Luc-Antoine Cauchon (QS), Nancy Guillemette (CAQ), Thomas Gaudreault (PQ) et William Laroche (PLQ) ont débattu devant le Cercle de presse.

Du côté libéral, M. Laroche croit qu’il faut faire du développement hydroélectrique «une obsession» avec l’érection de nouvelles minicentrales.

La conservation des jeunes en région passe par du travail, croit M. Cauchon. Selon lui, un meilleur financement de certains secteurs, comme la culture où les régions ne reçoivent que 55 $ par personne comparativement à 300 $ pour les grandes régions, constitue une mesure pour créer des emplois, au même titre que des mesures d’aide pour l’acquisition de terres agricoles.

L’aménagement d’une desserte ferroviaire pour le PQ, la création d’emplois dans le cadre de l’ouverture de la mine de Métaux BlackRock pour le libéral Laroche et le développement d’un parc industriel nordique pour la CAQ constituent d’autres priorités citées.

Main-d’oeuvre

Parmi les autres thèmes abordés, la pénurie d’emplois et l’immigration ont occupé une partie des échanges alors que la candidate caquiste s’est dite favorable à l’adoption de mesures destinées à aider les retraités à retourner sur le marché du travail à temps partiel sans avoir à subir de pénalités au niveau de leurs revenus. M. Gaudreault croit qu’il faut analyser le dossier de la main-d’oeuvre sous plusieurs angles, dont la valorisation de la formation professionnelle auprès des jeunes tout en rendant le marché du travail le plus accessible possible. M. Laroche s’est dit favorable à aider les entreprises à recruter et former des employés, mais croit qu’il faut également favoriser le bien-être et l’établissement des familles dans la région afin d’assurer leur rétention. Le candidat de QS est également favorable au recrutement de travailleurs étrangers, mais estime qu’il faut aider à leur intégration, notamment en formant le milieu à la culture et aux pratiques de ces personnes.

Signes religieux

La candidate Guillemette défend la position de son parti quant au congédiement possible de personnes en autorité et qui refusent le retrait des signes religieux, dont les professeurs, même si au Lac-Saint-Jean, ce n’est pas un problème prioritaire.

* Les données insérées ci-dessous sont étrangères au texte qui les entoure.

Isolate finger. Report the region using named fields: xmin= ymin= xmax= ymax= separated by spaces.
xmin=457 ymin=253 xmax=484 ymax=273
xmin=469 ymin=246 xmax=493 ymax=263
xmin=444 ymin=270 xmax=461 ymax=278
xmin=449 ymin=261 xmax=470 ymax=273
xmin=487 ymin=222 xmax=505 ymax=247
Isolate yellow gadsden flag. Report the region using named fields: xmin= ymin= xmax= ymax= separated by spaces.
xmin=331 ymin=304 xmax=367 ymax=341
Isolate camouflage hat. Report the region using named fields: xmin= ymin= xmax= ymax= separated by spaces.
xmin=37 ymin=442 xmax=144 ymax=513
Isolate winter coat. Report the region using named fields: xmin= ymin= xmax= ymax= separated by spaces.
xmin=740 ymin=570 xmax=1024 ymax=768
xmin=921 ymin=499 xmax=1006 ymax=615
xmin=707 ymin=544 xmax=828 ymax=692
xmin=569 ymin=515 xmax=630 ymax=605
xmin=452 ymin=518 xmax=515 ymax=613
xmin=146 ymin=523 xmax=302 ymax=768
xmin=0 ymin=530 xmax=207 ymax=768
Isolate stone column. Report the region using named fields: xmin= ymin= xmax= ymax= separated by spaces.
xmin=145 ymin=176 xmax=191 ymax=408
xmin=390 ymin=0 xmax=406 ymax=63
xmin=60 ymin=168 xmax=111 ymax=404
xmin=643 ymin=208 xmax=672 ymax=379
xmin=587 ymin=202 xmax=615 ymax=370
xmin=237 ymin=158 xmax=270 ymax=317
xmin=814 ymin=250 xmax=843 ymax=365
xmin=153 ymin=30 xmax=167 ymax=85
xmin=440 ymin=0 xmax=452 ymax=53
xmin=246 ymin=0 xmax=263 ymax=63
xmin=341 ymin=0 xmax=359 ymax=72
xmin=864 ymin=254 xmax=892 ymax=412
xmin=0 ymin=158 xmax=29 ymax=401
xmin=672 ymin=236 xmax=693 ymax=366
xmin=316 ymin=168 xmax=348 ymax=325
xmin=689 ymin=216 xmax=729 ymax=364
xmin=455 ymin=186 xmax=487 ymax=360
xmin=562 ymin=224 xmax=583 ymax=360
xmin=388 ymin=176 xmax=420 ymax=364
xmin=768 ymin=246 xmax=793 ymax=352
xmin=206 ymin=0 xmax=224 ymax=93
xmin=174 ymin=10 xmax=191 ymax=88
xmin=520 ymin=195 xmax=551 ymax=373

Le candidat péquiste critique la position du gouvernement qu’il juge trop à droite et extrémiste. Selon lui, il est nécessaire d’agir avec respect dans ce dossier et il ne croit pas que ce soit le cas avec la loi déposée.

Chez Québec solidaire, M. Cauchon affirme qu’il ne faut pas agir en hypocrite en interdisant les signes religieux chez les personnes en autorité et, de l’autre côté, défendre le maintien du crucifix au-dessus du siège du président de l’Assemblée nationale.